In the DOP strategy, an action can be performed immediately if it can be done in less time than it takes to add the task to the backlog for later planning. For example, if while I am reading an article I receive an email, I can reply to it immediately if it takes less time to reply than it takes to add it to my backlog system. If, on the other hand, it takes more time to reply than it takes to add it to the backlog, then I need to create a new task (“reply to email”). I can either immediately plan this new task (e.g., later today), or I must add it to the backlog of tasks that have to be planned. Remember, in the DOP strategy planning a task is a task in itself.

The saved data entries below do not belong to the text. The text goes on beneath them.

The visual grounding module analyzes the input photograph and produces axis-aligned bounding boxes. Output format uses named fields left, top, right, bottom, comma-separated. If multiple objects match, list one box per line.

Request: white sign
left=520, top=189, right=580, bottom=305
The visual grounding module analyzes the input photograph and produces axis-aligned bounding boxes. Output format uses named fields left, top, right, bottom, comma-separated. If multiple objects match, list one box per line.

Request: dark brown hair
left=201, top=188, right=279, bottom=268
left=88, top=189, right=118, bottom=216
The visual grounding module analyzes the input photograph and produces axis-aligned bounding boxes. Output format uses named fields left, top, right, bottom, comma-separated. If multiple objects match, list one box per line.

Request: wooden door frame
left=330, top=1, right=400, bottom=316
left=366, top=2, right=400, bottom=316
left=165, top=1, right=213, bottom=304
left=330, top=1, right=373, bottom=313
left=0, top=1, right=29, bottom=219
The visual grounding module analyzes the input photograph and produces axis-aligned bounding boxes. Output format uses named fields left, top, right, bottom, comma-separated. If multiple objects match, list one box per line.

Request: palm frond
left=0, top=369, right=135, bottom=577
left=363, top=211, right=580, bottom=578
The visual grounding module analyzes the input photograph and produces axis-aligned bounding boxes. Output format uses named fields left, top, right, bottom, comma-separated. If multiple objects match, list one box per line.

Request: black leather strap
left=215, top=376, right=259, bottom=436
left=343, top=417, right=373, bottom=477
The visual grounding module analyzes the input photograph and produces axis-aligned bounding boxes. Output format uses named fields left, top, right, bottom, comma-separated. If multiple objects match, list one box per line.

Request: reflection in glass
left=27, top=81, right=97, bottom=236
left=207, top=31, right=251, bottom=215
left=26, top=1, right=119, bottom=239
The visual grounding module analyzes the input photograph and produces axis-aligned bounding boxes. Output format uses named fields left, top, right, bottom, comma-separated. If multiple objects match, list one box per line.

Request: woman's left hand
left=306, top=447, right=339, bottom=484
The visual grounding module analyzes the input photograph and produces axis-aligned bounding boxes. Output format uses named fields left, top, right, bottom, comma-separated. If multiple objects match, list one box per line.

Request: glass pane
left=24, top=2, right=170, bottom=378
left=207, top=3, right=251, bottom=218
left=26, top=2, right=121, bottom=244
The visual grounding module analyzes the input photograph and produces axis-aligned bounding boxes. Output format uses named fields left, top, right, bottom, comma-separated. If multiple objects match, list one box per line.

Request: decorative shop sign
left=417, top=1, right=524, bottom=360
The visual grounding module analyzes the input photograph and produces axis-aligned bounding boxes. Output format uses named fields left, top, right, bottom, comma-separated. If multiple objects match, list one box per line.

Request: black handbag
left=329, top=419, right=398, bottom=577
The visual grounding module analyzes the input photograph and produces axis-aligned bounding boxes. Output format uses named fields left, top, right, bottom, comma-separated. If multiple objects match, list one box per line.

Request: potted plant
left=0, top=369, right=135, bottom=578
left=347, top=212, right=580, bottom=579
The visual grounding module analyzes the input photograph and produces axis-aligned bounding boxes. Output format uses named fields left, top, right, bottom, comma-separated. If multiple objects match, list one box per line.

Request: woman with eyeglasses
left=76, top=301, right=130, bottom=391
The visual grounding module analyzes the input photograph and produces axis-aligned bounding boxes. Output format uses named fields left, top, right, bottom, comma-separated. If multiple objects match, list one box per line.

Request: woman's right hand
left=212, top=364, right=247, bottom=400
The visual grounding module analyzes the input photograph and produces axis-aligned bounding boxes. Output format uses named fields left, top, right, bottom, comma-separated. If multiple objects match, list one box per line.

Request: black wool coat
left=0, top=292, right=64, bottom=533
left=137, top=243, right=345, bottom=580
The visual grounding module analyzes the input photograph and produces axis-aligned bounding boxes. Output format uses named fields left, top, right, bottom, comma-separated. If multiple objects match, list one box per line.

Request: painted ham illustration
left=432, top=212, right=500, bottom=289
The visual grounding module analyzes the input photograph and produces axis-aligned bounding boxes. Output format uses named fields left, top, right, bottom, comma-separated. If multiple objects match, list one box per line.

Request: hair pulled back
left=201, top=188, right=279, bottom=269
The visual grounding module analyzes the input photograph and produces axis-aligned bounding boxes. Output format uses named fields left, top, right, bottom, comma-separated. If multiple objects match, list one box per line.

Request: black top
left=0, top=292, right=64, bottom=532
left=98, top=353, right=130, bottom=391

Let’s make a more detailed example. Let’s say that I’m working on an important document, and I receive an invitation to lunch. Specifically, I receive an email from a colleague asking me to have lunch together tomorrow. When I read the email, if I have access to my calendars in a simple and immediate way, I can instantly respond according to my availability, possibly proposing a different schedule. The time this process takes me if I have all the information readily available can be only a few seconds (with the right tools). Especially if I can use an automated reply, for example, those that are suggested by Gmail. In this case, I can send my response immediately, and I don’t need to add a task to remind me to do so. On the contrary, if I can’t make a decision immediately, for example, because I need to check with someone else my plans for tomorrow, then I need to add a task to my backlog. In this case, the time it takes me to add the task to the backlog is less than the time it takes me to reply to the email.

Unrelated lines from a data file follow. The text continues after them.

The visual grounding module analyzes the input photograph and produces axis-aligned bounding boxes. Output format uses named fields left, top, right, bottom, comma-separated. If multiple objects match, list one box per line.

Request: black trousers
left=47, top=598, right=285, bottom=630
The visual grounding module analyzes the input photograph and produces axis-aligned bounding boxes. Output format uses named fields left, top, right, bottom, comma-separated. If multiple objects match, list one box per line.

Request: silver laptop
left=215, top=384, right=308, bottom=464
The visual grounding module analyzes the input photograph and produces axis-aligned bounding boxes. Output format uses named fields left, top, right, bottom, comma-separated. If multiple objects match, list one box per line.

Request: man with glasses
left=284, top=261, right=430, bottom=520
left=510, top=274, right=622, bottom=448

By following this strategy, the flow of work is never interrupted, and I can always focus on what I am doing. As soon as I complete a task, I can immediately move on to the next one, which includes planning the tasks in the backlog, if there are no other tasks with higher priority planned first.
This process can be described with a flow chart:
Finding the right system
For the DOP strategy to be both effective and time-wise efficient, I need a tool that allows me to quickly act as needed, ideally, automate what can be automated and then go back to what I was doing.
Such a system should first have an intuitive way of knowing my schedule and what I need to do next. Then it should allow me to quickly add tasks to the backlog and have an easy way to identify tasks that need to be planned. The system should also allow me to easily plan a task and quickly tackle the planning of tasks in the backlog.
The ideal tool for me to apply the DOP strategy is Akiflow. After many years in which I have tried countless tools, including some created by myself, the best to date is hands down Akiflow, which aligns perfectly with the DOP strategy.
First, Akiflow integrates with all my calendars, so I always have a clear view of my schedule. Thanks to its Command Bar, I can very quickly add tasks from anywhere, so while I’m working on any given task, and a new task needs to be added to the backlog, I can do it in a few seconds. Then, thanks to its Inbox section, I can easily identify tasks that need to be planned.
Best of all, for incoming tasks arriving from outside, such as Gmail, the creation of new tasks can be heavily automated. For example, I can create tasks from emails with a single click. In this way, whenever I receive an email to which I can’t reply immediately, I simply add it to Akiflow, and I can then execute what’s needed later. The same goes for Slack messages, websites I visit, and many more other tools I use daily.
In conclusion, in my experience, the best way to be productive is to find the right methodology to stay on top of everything and then find the right tool to apply it. For me, the DOP strategy is the most effective, and Akiflow is the tool that best matches my requirements.